1. Buka konten
  2. Buka menu utama
  3. Buka situs DW lainnya

Konflik Banggai Renggut Korban

Rizki Nugraha1 Maret 2007

Dipicu rencana pemindahan ibukota kabupaten dari Banggai ke Salakan.

https://p.dw.com/p/CP8Q

Sedikitnya 4 warga sipil tewas dan belasan lainnya terluka dalam sebuah bentrokan dengan aparat keamanan di kota Banggai, ibukota sementara Kabupaten Banggai Kepulauan, Sulawesi Tengah. Sementara dari pihak kepolisian dilaporkan enam anggota Mapolsek Banggai mengalami luka-luka. Bentrokan tersebut dipicu oleh tindakan masyarakat yang menyegel kantor-kantor pemerintahan daerah sebagai protes terhadap rencana Gubernur untuk memindahkan ibukota Kabupaten ke Salakan. Satu lagi buah tak sedap dari Otonomi Daerah yang dibibit enam tahun silam.

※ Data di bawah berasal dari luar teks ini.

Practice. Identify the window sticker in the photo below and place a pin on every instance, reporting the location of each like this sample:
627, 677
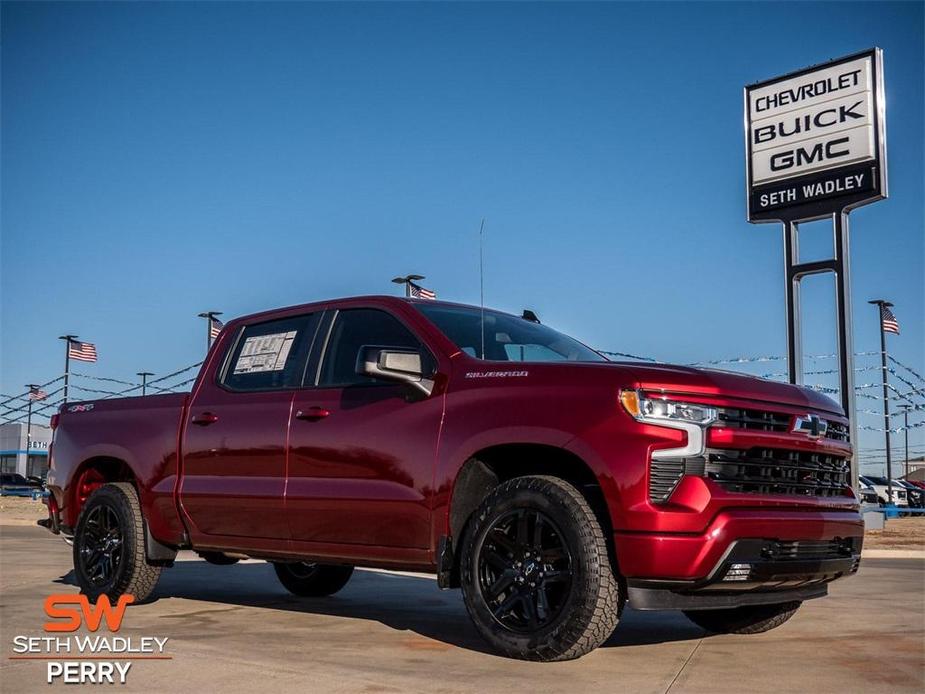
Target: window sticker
264, 353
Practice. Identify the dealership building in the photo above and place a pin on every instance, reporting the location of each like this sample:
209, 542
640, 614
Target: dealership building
24, 454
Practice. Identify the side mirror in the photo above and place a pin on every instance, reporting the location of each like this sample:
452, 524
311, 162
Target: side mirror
397, 364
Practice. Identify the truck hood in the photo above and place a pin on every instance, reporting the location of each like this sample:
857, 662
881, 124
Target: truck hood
715, 382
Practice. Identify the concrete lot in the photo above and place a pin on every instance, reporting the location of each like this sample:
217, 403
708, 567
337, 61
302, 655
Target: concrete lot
234, 629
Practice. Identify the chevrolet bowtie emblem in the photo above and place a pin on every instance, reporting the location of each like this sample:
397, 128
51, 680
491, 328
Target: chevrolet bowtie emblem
811, 425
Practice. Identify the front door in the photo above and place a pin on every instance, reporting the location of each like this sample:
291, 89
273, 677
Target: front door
361, 456
234, 448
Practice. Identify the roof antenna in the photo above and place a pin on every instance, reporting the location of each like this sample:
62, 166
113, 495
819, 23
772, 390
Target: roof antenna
482, 286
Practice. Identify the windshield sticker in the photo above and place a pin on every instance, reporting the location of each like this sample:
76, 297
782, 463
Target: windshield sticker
265, 353
496, 374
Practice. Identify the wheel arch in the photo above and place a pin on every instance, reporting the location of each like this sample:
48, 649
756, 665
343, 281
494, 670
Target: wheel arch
91, 474
98, 470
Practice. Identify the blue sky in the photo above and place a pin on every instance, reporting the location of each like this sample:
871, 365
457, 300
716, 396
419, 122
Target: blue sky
163, 159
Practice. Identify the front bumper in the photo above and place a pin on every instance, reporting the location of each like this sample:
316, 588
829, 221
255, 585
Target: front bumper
743, 557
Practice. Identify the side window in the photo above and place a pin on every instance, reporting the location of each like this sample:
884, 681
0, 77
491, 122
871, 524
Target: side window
270, 356
355, 328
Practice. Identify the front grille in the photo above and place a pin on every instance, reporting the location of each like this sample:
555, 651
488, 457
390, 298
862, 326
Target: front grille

Pengalaman di beberapa hari terakhir ini agaknya akan sulit dilupakan oleh Bupati Banggai Kepulauan, Irianto Malinggong. Niatnya memindahkan ibukota Kabupaten dari Banggai ke kota Salakan tertohok oleh sikap agresif warganya sendiri yang menolak perpindahan ibukota. Selama lebih dari seminggu, aktivitas pemerintahan Kabupaten Banggai Kepulauan lumpuh total akibat penyegelan yang dilakukan masyarakat terhadap kantor-kantor pemerintahan. Tidak hanya itu, ibarat menyiram bensin ke api, pihak kepolisian malah menggunakan pendekatan keamanan untuk meredakan amarah warga. Tak pelak korban tewas dan luka-luka berjatuhan.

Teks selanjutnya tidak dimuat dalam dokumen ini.